The drift problem is not one-directional. Teams working with long-lived feature sandboxes must not only push their changes forward toward production: they must also continuously pull production's current state back into their sandboxes, because the live org keeps changing underneath them. Admin changes, other teams' deployments, and platform updates modify production continuously. A sandbox that hasn't been resynchronized is developing against a version of reality that no longer exists.

This creates a structural obligation with no native support. The Metadata API can retrieve a point-in-time snapshot of production components, but there is no atomic "sync sandbox to production" operation. Teams implement workarounds: periodic manual retrieves, selective deployments of known-changed components, scheduled full refreshes. Each approach is error-prone and introduces its own drift window. The back-propagation gap is not a workflow deficiency. It is a consequence of the absent back-sync path documented in Lesson 2: when the org is the source of truth and Git is an external observer, inbound synchronization has no first-class mechanism.

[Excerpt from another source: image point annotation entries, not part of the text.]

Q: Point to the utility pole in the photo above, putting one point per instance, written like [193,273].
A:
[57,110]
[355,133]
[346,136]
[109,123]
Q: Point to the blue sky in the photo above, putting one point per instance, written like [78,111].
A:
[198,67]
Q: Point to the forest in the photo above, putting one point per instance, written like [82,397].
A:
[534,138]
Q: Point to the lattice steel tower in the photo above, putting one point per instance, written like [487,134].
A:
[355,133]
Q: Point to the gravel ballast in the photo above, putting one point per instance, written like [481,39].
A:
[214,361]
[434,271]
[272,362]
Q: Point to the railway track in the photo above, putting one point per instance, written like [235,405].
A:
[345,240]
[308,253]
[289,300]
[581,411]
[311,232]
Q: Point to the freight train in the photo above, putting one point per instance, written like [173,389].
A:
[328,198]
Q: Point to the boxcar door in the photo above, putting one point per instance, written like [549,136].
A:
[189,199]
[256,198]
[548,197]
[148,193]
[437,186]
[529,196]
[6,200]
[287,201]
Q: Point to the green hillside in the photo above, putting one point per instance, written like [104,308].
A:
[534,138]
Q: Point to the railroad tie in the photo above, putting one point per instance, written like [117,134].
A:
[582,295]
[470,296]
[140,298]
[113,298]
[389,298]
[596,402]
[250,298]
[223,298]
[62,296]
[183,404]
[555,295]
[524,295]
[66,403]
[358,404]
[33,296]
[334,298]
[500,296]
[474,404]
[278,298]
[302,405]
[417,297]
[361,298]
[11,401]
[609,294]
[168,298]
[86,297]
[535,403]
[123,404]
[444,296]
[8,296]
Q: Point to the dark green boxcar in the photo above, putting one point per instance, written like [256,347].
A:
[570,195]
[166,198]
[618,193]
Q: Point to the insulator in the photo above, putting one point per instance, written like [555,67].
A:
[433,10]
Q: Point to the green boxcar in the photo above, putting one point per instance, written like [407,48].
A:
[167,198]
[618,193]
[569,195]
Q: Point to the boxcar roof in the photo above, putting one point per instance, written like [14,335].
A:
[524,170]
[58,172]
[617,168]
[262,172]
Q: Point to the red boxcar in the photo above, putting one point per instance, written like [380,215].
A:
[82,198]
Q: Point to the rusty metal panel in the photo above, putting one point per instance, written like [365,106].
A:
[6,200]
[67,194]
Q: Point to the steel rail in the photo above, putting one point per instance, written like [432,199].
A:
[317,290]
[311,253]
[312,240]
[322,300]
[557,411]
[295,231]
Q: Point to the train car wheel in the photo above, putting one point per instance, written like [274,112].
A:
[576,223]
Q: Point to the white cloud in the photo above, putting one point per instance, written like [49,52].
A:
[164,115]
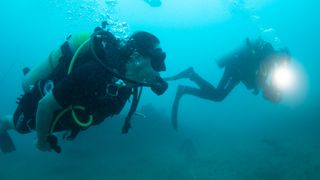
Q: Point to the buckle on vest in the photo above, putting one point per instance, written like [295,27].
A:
[113,88]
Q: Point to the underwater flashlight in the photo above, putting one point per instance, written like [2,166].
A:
[283,77]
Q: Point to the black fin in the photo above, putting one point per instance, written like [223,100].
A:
[6,143]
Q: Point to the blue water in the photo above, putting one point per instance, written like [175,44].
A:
[242,138]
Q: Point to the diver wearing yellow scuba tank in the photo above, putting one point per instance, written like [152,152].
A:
[86,91]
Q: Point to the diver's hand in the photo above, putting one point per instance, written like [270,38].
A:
[160,86]
[43,146]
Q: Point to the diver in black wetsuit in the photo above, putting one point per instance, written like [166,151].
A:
[252,65]
[88,79]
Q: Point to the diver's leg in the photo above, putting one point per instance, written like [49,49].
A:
[6,143]
[183,74]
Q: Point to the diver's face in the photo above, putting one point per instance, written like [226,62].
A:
[139,68]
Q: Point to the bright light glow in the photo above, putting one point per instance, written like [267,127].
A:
[283,78]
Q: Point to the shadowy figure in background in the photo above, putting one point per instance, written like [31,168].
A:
[252,65]
[153,3]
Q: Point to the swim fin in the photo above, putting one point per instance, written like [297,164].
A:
[6,143]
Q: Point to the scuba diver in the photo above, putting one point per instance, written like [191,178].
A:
[88,79]
[153,3]
[252,64]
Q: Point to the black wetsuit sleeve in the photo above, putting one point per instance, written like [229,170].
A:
[78,86]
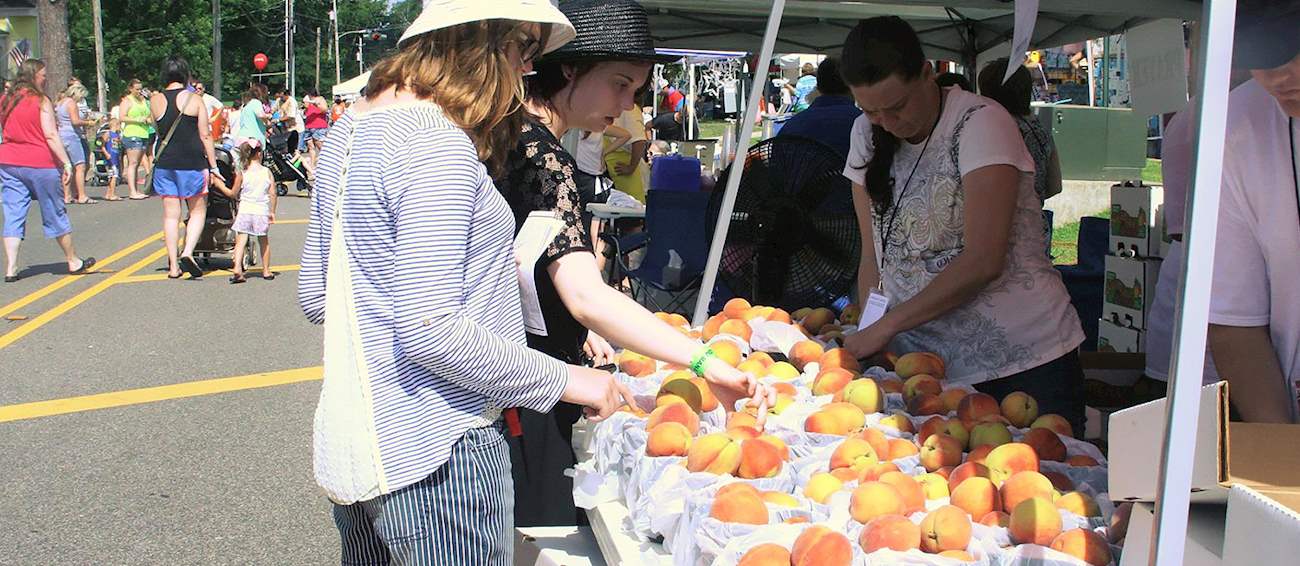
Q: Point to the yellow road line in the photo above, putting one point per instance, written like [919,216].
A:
[156,393]
[163,276]
[68,280]
[31,325]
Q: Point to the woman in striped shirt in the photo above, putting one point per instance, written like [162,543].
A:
[410,264]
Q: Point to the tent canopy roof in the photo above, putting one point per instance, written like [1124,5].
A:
[954,30]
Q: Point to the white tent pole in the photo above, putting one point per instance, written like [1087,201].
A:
[746,130]
[1191,312]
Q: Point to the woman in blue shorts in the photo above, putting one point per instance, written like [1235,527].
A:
[182,163]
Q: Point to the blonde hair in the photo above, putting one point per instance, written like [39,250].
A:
[467,72]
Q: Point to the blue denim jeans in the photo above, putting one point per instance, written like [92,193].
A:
[462,514]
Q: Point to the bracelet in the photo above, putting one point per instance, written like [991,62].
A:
[697,363]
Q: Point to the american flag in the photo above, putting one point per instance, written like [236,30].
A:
[20,52]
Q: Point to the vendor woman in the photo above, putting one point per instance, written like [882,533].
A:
[584,85]
[952,234]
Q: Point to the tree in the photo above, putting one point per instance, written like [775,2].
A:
[53,44]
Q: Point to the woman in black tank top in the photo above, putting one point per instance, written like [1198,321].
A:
[183,159]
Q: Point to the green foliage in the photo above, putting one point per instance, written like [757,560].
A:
[141,34]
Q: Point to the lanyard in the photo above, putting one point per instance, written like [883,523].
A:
[885,233]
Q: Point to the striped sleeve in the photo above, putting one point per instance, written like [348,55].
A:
[433,208]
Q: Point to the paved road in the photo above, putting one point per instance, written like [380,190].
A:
[202,453]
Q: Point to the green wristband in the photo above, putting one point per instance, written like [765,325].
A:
[697,364]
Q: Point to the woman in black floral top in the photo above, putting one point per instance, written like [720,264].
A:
[584,85]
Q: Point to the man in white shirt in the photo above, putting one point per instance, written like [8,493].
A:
[1255,312]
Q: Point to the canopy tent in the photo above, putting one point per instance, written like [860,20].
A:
[1077,20]
[352,87]
[957,30]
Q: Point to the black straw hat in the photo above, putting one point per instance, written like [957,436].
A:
[607,30]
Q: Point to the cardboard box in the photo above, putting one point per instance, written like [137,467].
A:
[1113,338]
[1204,545]
[1262,526]
[1265,457]
[1130,284]
[1136,221]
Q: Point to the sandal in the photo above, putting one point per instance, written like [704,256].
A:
[191,267]
[86,264]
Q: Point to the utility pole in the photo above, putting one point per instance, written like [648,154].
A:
[216,48]
[102,98]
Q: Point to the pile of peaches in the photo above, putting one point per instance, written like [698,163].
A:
[917,480]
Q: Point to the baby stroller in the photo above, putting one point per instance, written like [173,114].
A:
[285,163]
[217,237]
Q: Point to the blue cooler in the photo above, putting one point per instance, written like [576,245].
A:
[675,173]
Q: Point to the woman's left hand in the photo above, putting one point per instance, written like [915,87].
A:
[598,349]
[869,341]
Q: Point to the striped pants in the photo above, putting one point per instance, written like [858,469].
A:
[462,514]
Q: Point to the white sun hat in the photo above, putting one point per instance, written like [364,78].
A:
[446,13]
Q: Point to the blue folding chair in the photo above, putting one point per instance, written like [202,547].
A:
[675,220]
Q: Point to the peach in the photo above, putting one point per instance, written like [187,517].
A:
[766,554]
[1035,521]
[784,500]
[1023,485]
[978,453]
[976,405]
[1083,544]
[1082,461]
[919,384]
[902,448]
[878,440]
[1054,423]
[950,398]
[1079,504]
[715,453]
[1045,444]
[817,320]
[945,528]
[911,492]
[849,414]
[711,327]
[783,371]
[779,315]
[636,364]
[940,450]
[727,351]
[965,471]
[934,484]
[996,519]
[1060,482]
[976,496]
[668,439]
[991,433]
[919,362]
[895,532]
[874,472]
[875,498]
[831,381]
[1021,409]
[737,328]
[739,506]
[1008,459]
[898,422]
[853,453]
[863,393]
[675,413]
[926,404]
[805,353]
[820,487]
[736,307]
[819,545]
[778,444]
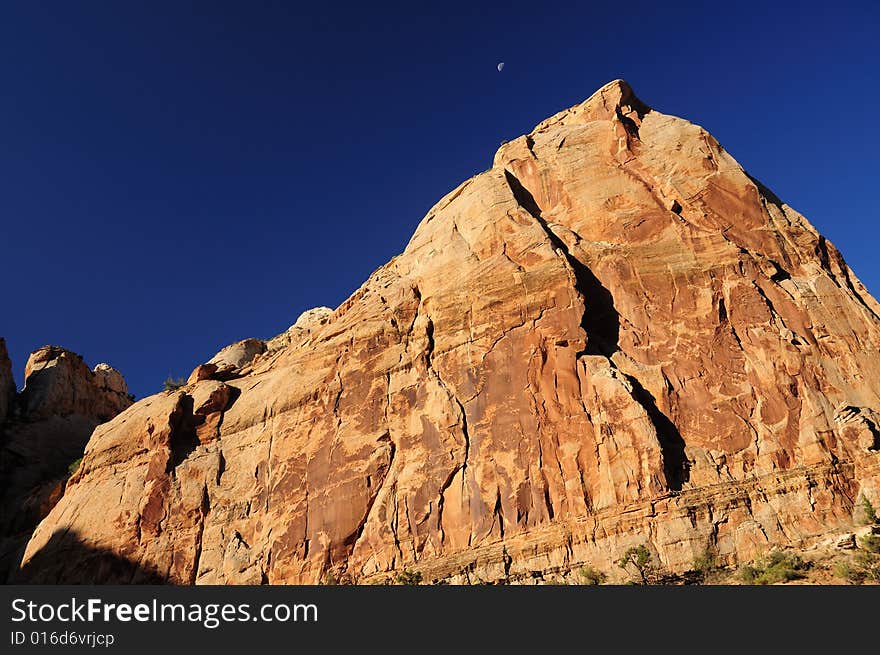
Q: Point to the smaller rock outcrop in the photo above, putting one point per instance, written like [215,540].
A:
[233,360]
[306,325]
[58,383]
[42,440]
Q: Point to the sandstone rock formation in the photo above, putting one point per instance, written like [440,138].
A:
[56,412]
[614,336]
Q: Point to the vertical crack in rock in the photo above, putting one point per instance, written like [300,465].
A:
[429,353]
[676,466]
[601,324]
[204,509]
[182,439]
[600,321]
[825,258]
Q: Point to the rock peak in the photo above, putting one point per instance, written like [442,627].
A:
[614,338]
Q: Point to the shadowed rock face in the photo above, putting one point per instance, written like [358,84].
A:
[43,432]
[7,382]
[613,336]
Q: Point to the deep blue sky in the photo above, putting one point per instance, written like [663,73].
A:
[177,176]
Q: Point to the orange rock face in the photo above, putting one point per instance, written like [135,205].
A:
[614,336]
[46,429]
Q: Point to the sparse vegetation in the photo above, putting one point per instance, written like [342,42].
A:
[868,513]
[638,560]
[407,577]
[870,543]
[777,567]
[332,579]
[74,465]
[706,566]
[173,384]
[590,576]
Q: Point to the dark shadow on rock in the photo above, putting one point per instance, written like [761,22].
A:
[676,466]
[183,439]
[601,321]
[65,559]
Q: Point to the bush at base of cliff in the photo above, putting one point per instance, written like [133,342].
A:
[777,567]
[590,576]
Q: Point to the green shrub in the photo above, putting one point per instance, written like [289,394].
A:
[870,543]
[591,576]
[863,566]
[868,513]
[777,567]
[845,569]
[410,578]
[638,559]
[705,563]
[173,384]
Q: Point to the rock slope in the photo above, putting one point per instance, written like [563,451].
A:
[614,336]
[43,431]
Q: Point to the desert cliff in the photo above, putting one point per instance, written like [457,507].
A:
[614,336]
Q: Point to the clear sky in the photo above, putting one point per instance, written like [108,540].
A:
[176,176]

The org-topology inversion makes the model worse

Git branches are cheap to create and destroy: they're pointers to commits. They have no cost at rest and no side effects when deleted. Branching models implicitly assume you can create many branches and merge freely.

Salesforce sandbox topology runs in the opposite direction. Sandboxes are expensive at scale, slow to provision, and tied to org licensing limits. A Full sandbox can cost meaningfully as a line item; most organizations have a handful at most. You cannot spin up an isolated environment per feature branch the way you would a Docker container or a cloud VM.

The practical consequence is that sandbox contention becomes a bottleneck: multiple feature branches competing for a small number of shared sandboxes, with the coordination overhead of shared-environment deployments and the drift risk that comes with every concurrent deployment to the same org.

The teams that operate Salesforce most predictably tend not to map branches one-to-one to environments at all. Instead, they maintain environment promotion pipelines, with changes flowing through environments in order, validated at each stage against the actual org state of the next stage, and the repository as a record of what was promoted rather than the primary control mechanism.

The analogy that makes this concrete: a theater company with three rehearsal stages, all with different props and lighting accumulated over months. Opening night is on a stage none of them match. The rehearsals weren't preparation; they were practice for conditions that don't exist.